Things catch you off guard

I was looking through some old papers, sorting more or less, when I felt something slip to the table in front of me. It was an envelope and when I turned it over, the handwriting reached out with instant recognition and a catch of breath. In various trips and movings, it had slipped from drawer to box to shelf to stack to drawer and so on. And here it was, not two days after I had been thinking of Sydney as a link to the past. My father’s handwriting; my son’s then address. So many times I watched that writing appear on paper flowing from a pen – for as long as I can remember.

There’s a letter inside, but it’s not mine; it belongs to someone else. But I’m going to keep it here with me until I can pass it from my hand to his.

rpg-letter

Sydney and this morning

Sydney knows me. He is here on the sofa with me, thinking, “You’re in a rant mode, aren’t you? You’re going to bitch because you were all set to take pictures of a soft sun at the fairgrounds when Cameron reminded you it was Wednesday and the former high school principal had pushed Wednesday starting times back half an hour so teachers could meet to discuss students, but everyone else’s schedule is goofed up. You’re going to do that, aren’t you?”

Okay, maybe. It drives me CRAZY. Instead of stop at the high school, stop at the middle school, it’s go to the middle school, come home, wait and then go to the high school. REALLY CRAZY.

Well, he pretty much covered it so I’m going to take the time now to post the pictures I did get at the fairgrounds – too late to catch the soft light.

sun-on-fairgrounds-trees

The trees looking to the west.

sydney-one

Well, I’m here but I don’t know if I want to get in the car.

sydney-two

Okay, here’s a bit more face, but I don’t think I’ll get in the car now.

sydney-three

Sighing and thinking

a

I’m up, but I don’t think I’m pleased.

cut-off-nose

HA! You cut off my nose, AmeliaJake . . . Wait, are you trying to spite my face? Huh? Well, all the better for people to see my eyes displaying the ache for more attention, more belly rubs, more special cookies, more FG trips, more visits to Grandma Sarah’s and that dastardly cat.

I thought it was an old movie, redone

Last night I saw that a movie named “A House on Carroll Street” was on a cable channel and I turned it on, because, for some reason, I thought it was a re-make of a spy movie. I thought I remembered liking the original. Jessica Tandy was in this re-make. The representation of the early fifties was good, so good that as I absorbed the visual effects, I found my memory from that time being nudged. The dresses, the cars, the suits . . . I started thinking of the actors as “grown-ups” – yes, I did.

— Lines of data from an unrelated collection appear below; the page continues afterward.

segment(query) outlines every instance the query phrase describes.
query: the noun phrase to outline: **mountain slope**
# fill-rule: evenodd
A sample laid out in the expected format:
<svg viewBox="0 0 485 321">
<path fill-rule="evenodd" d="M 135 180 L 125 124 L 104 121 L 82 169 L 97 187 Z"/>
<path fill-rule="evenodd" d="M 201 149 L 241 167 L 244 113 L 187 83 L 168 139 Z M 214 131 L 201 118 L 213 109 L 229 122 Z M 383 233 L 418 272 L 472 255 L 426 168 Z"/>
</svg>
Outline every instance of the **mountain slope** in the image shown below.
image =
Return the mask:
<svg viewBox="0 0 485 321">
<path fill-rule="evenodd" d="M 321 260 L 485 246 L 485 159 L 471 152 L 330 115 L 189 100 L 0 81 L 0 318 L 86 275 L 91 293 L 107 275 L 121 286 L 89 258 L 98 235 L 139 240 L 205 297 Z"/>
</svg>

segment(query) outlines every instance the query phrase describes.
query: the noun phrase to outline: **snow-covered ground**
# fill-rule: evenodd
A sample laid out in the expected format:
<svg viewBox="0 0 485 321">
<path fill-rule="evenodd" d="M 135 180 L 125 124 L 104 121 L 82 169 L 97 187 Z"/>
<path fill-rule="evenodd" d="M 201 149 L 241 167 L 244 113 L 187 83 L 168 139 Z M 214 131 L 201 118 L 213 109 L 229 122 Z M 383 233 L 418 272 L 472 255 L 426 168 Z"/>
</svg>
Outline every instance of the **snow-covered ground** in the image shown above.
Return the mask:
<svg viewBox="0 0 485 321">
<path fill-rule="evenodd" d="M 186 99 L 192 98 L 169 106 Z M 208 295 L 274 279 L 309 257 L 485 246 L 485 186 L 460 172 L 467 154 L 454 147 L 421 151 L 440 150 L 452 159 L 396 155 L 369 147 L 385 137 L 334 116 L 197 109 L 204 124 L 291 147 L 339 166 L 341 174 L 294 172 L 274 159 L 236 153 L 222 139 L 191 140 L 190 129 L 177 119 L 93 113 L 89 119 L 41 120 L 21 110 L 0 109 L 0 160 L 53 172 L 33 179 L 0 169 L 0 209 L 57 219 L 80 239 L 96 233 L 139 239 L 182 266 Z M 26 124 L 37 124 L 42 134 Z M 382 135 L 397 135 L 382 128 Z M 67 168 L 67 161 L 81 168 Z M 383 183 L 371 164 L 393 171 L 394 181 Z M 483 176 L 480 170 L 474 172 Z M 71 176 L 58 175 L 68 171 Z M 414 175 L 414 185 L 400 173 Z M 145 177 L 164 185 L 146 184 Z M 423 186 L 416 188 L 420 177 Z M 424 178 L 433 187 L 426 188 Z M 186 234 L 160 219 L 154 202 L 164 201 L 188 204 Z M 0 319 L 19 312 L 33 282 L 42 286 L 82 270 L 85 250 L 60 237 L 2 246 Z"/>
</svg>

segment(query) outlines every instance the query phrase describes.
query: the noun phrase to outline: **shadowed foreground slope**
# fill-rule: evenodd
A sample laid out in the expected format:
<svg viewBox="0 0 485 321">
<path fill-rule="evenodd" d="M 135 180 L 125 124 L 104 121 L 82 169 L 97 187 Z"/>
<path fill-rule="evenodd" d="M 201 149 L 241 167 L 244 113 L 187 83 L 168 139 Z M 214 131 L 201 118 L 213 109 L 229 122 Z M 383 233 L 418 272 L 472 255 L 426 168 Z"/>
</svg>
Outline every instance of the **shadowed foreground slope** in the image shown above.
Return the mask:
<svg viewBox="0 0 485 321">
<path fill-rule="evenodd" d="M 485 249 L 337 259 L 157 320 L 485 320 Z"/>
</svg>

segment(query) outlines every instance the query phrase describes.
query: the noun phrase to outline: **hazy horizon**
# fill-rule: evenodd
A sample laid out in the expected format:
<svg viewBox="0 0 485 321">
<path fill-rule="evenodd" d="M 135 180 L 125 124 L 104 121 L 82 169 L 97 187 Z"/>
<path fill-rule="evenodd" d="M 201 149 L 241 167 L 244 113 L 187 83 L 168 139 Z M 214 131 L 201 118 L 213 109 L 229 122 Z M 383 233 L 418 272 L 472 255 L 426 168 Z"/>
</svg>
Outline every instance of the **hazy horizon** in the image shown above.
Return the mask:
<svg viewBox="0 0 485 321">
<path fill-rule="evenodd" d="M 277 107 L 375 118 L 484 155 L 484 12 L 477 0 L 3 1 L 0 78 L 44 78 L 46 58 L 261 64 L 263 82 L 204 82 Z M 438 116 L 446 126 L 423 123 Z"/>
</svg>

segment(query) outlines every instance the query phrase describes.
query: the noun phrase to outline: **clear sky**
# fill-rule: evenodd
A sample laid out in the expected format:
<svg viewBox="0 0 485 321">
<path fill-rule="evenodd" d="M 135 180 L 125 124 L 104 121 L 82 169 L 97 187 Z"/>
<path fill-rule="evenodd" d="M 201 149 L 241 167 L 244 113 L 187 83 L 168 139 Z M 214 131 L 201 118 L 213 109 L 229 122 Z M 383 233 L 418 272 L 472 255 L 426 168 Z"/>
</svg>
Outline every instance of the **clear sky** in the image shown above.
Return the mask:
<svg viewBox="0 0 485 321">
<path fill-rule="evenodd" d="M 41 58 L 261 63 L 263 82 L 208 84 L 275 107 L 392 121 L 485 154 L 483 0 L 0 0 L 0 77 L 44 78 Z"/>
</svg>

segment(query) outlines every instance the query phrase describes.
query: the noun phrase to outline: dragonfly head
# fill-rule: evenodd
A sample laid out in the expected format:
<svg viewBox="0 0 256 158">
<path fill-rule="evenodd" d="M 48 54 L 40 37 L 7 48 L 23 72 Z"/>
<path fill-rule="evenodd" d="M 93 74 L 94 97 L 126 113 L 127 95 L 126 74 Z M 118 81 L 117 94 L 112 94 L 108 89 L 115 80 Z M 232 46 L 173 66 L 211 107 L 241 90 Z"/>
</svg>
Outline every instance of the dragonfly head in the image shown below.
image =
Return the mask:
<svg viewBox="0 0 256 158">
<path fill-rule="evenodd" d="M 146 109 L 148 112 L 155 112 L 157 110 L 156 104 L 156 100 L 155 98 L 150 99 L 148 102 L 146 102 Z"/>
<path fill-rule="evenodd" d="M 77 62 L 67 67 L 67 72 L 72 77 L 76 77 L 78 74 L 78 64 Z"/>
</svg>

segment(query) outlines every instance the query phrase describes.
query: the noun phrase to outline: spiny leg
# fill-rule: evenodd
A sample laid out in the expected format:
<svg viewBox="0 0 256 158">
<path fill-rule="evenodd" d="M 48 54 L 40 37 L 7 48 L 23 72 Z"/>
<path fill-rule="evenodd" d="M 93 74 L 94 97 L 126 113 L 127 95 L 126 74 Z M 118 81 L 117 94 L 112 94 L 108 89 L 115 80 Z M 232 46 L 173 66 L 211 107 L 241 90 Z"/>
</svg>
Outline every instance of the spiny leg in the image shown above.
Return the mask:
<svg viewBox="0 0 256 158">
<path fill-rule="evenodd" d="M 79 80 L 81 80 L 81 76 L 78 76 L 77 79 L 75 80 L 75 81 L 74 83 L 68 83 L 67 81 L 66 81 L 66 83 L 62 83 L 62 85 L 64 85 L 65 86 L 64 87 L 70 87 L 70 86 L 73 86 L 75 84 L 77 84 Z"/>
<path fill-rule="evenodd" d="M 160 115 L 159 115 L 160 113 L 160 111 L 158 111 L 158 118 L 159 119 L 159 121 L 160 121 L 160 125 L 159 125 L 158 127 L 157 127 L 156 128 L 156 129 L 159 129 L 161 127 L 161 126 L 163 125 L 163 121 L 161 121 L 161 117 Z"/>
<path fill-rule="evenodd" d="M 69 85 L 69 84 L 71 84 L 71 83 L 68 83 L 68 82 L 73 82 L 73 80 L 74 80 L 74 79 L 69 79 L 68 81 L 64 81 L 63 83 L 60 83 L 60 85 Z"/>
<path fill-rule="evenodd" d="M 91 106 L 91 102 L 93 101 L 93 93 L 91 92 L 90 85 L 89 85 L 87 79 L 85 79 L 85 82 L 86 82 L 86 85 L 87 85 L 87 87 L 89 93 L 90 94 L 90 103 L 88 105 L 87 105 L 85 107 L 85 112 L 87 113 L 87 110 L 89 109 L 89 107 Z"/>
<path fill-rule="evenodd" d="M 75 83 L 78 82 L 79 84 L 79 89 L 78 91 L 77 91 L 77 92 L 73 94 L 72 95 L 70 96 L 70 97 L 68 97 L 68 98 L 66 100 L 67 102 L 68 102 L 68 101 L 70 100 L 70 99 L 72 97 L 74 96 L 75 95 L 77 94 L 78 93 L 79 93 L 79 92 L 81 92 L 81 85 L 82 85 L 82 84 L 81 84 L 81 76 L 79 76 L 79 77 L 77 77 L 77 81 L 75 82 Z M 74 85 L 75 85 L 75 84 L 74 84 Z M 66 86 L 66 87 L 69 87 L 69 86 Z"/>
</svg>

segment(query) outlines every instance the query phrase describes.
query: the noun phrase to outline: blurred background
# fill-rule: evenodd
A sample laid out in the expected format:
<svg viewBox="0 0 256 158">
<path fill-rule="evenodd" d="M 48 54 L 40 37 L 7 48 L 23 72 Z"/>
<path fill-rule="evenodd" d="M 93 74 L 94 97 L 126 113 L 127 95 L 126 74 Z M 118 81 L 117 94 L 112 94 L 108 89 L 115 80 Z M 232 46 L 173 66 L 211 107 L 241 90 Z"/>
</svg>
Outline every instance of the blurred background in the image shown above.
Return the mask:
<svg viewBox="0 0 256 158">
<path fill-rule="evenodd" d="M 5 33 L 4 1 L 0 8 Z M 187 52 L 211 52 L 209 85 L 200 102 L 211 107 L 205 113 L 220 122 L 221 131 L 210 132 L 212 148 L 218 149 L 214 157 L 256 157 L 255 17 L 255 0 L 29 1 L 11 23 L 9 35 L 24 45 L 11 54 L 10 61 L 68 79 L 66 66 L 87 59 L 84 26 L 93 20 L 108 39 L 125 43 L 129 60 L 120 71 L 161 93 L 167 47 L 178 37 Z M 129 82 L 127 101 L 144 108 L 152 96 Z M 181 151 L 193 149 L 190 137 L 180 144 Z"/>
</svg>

Not too far into the movie I got the idea that I was not really sure what was going on in the plot. I knew the lady was in trouble with the government and there were two sets of official agents running around, plus the police. And there was the Un-American Activities Committee. But, hey, the background scenery was good.

“Who is this actress?” I kept wondering that. Having it in my head the re-make was about ten years ago, I am trying to think of names. Quentin called about then and I told him what I’d written here. I suggested the name of a “new” actress and he responded, “Is she still alive?”  I was still having trouble with the plot; its Hitchcockian echoes were dimming – maybe they were being absorbed by that great background. I don’t know.

After a while, it ended. I told Quentin the bad guy was splatted on the floor of a major New York landmark.

So we talked of some other stuff, and after we hung up, I looked up information on the movie. HA, the joke’s on me. Wait while I scrape it off. Oh, no. It’s sticking.

It wasn’t a re-make, according to info on the internet. There was only one little reference to a previous movie with a similar plot but with another name – and that name wasn’t mentioned. Most reviewers panned it . . . but liked the scenery. It wasn’t too old of a re-make . . . for me; it was filmed in 1886 and released to theaters in 1988. It is “a little seen film”.

The actress? Kelly McGillis. Heavens to Betsey! That would be an expression appropriate to my time period. Rats and Ack!

Kelly McGillis was born in 1957; she is only 9 years younger than I am. I have lost sight of the mainstream current and am floating on a bayou.